Esa demora involuntaria por problemas técnicos entre su presentación pública a través del Senado y su real remisión a la mesa de entradas de la Corte quizás haya sido una bendición: el escrito difundido originalmente no contenía en su petitorio una solicitud de habilitación de feria judicial. Extraordinaria, por motivos sanitarios, y en medio de una situación inédita, lo cierto es que el Poder Judicial dictó una feria judicial y el rito impone que cualquier asunto que no sea previamente definido requerirá, al menos, que se pida levantar el receso para su tratamiento. Está en el “abc” de las fórmulas de rigor. Carlos Rosenkrantz es quien fue designado por sus pares para actuar durante la feria extraordinaria. En teoría es su decisión la admisibilidad de cualquier planteo que amerite ser abordado durante este período excepcional. Difícilmente caiga en la trampa de tomar una decisión a solas. Estas cuestiones atañen al pleno del cuerpo que requiere más de consensos que de formalismos para ser convocados.
En una segunda lectura, nadie le asigna a la presentación una densidad técnica que permita analizarlo desde el cariz jurídico, con muy poco espacio para la argumentación. Sobre todo para abordar por qué la Corte sería competencia originaria para entender en una situación que no configura “caso”, en los términos de una acción declarativa. Pero hay coincidencia unívoca con que el objetivo, como detalló este diario, está en construir un hecho político que haga mover las piezas a la Corte. Entre el rechazo de plano y la convalidación absoluta al requerimiento hay una avenida de posibilidades que el máximo Tribunal puede explorar sin necesidad de morder la banquina de los extremos.

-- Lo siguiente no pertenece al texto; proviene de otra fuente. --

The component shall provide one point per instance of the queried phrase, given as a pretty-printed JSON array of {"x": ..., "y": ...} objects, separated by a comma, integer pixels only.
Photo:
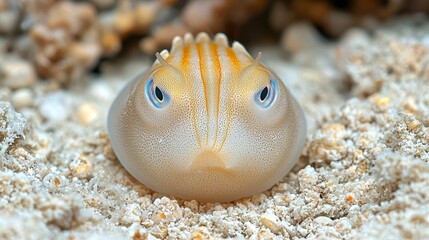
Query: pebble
[
  {"x": 300, "y": 37},
  {"x": 18, "y": 74},
  {"x": 53, "y": 107},
  {"x": 322, "y": 220},
  {"x": 81, "y": 167},
  {"x": 22, "y": 98}
]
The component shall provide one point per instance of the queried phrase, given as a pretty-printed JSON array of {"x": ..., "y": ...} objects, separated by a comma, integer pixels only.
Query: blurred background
[{"x": 63, "y": 40}]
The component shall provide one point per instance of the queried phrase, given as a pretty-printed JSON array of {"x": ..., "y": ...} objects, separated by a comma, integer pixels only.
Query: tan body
[{"x": 212, "y": 138}]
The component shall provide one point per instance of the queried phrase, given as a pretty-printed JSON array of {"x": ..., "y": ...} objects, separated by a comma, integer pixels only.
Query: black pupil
[
  {"x": 158, "y": 94},
  {"x": 264, "y": 94}
]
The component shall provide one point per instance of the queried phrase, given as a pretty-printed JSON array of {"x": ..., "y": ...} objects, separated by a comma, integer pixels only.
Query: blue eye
[
  {"x": 156, "y": 96},
  {"x": 266, "y": 96}
]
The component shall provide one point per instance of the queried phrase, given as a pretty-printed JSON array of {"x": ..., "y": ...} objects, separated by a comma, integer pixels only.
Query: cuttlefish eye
[
  {"x": 266, "y": 96},
  {"x": 156, "y": 96}
]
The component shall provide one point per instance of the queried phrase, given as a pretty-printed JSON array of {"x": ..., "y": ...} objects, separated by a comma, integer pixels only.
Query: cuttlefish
[{"x": 207, "y": 122}]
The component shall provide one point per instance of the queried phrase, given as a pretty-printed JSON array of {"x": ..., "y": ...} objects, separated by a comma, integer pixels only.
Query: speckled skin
[{"x": 211, "y": 142}]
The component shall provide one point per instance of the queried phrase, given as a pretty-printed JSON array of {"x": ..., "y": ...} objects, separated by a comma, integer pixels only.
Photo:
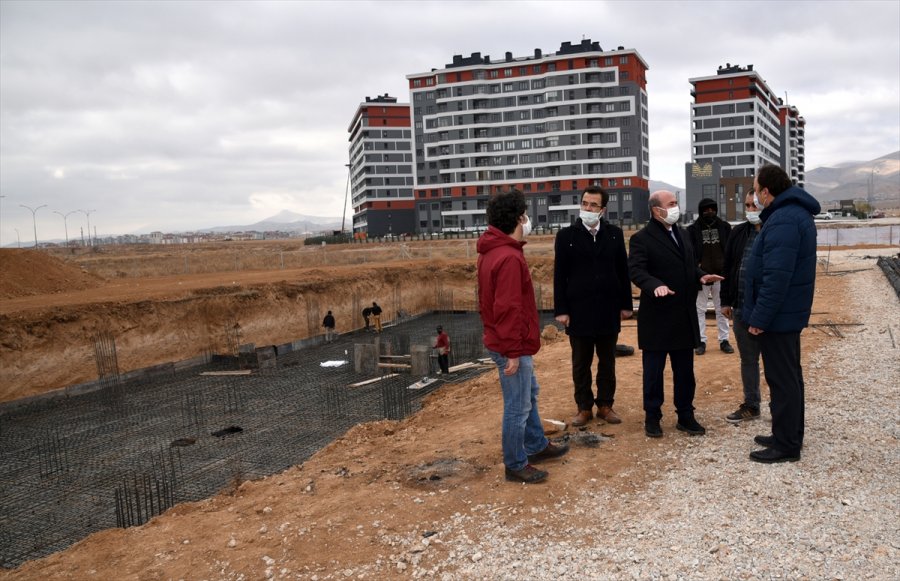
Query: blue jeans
[
  {"x": 523, "y": 433},
  {"x": 748, "y": 347}
]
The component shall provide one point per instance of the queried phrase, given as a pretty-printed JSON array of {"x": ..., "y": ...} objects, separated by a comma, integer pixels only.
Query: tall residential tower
[
  {"x": 738, "y": 125},
  {"x": 381, "y": 178},
  {"x": 550, "y": 125}
]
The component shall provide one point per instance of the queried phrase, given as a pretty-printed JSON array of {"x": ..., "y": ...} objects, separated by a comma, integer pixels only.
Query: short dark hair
[
  {"x": 504, "y": 209},
  {"x": 773, "y": 178},
  {"x": 594, "y": 190}
]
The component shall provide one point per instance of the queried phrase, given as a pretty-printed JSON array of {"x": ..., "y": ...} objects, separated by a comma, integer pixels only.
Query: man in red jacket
[{"x": 512, "y": 334}]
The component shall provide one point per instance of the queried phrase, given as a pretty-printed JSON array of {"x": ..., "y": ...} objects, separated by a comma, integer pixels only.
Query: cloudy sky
[{"x": 180, "y": 115}]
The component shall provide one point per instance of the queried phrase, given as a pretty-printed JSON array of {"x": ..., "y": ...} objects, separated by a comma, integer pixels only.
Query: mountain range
[
  {"x": 852, "y": 179},
  {"x": 847, "y": 180},
  {"x": 285, "y": 221}
]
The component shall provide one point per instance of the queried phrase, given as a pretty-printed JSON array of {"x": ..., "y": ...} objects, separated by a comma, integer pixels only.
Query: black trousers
[
  {"x": 583, "y": 349},
  {"x": 683, "y": 378},
  {"x": 784, "y": 374}
]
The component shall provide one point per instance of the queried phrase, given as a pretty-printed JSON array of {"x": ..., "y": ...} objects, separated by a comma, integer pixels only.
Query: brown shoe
[
  {"x": 582, "y": 418},
  {"x": 608, "y": 414}
]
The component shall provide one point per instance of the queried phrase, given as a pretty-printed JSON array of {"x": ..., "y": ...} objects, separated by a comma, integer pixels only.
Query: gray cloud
[{"x": 177, "y": 115}]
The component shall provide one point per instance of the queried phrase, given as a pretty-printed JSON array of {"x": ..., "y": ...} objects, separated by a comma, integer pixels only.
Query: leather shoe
[
  {"x": 767, "y": 441},
  {"x": 652, "y": 429},
  {"x": 529, "y": 475},
  {"x": 773, "y": 456},
  {"x": 691, "y": 426},
  {"x": 607, "y": 413},
  {"x": 582, "y": 418},
  {"x": 551, "y": 451}
]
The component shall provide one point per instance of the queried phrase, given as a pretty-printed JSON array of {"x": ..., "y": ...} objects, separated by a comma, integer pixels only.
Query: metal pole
[
  {"x": 346, "y": 195},
  {"x": 88, "y": 214},
  {"x": 34, "y": 219},
  {"x": 65, "y": 223}
]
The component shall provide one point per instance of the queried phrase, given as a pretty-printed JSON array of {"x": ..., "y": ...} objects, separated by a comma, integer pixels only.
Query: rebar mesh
[{"x": 69, "y": 467}]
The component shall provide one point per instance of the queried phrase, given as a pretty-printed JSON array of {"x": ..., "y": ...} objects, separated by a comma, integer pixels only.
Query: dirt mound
[{"x": 32, "y": 272}]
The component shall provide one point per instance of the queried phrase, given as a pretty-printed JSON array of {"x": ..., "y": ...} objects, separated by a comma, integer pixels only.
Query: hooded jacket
[
  {"x": 709, "y": 240},
  {"x": 781, "y": 267},
  {"x": 506, "y": 296}
]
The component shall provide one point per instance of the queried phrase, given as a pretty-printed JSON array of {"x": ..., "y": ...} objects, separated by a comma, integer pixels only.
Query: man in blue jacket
[{"x": 778, "y": 296}]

Mira con atención el fuero contencioso administrativo federal, tribunales que podrían tener que atajar la controversia ya que se suscita en el reglamento de una de las Cámaras del Congreso y sobre el fondo de una nueva ley con fines tributarios. Tampoco se pasa por alto que a la olla de la mezcla se deben mirar de reojo los sondeos previos de opinión pública que señalan una mayoría de respaldo para un impuesto extraordinario a las grandes fortunas.
En el cuarto piso del Palacio comenzaron a observar el escenario con una semisonrisa: leen que Cristina pasó de asignarles la responsabilidad por acción u omisión del denominado “Lawfare” contra el kirchnerismo a pedirle opinión en un caso de alta sensibilidad sobre cómo debe sesionar el Senado en medio de una pandemia. Esta lectura no debe prescindir que según sea la respuesta institucional de la Corte, la vicepresidenta ratificará el primer criterio, o en caso de cosechar un aval a su movida (o algo parecido), podrá capitalizarlo bajo su iniciativa política.
En esas márgenes navega la Corte, que le baja espectacularidad a su intervención. Quienes conocen el funcionamiento interno del tribunal en esta época aseguran que si hay algo más que le irrite a la Corte que le impongan agenda, es que además la apuren con los tiempos. En un escenario inexplorado, los pronósticos están abiertos.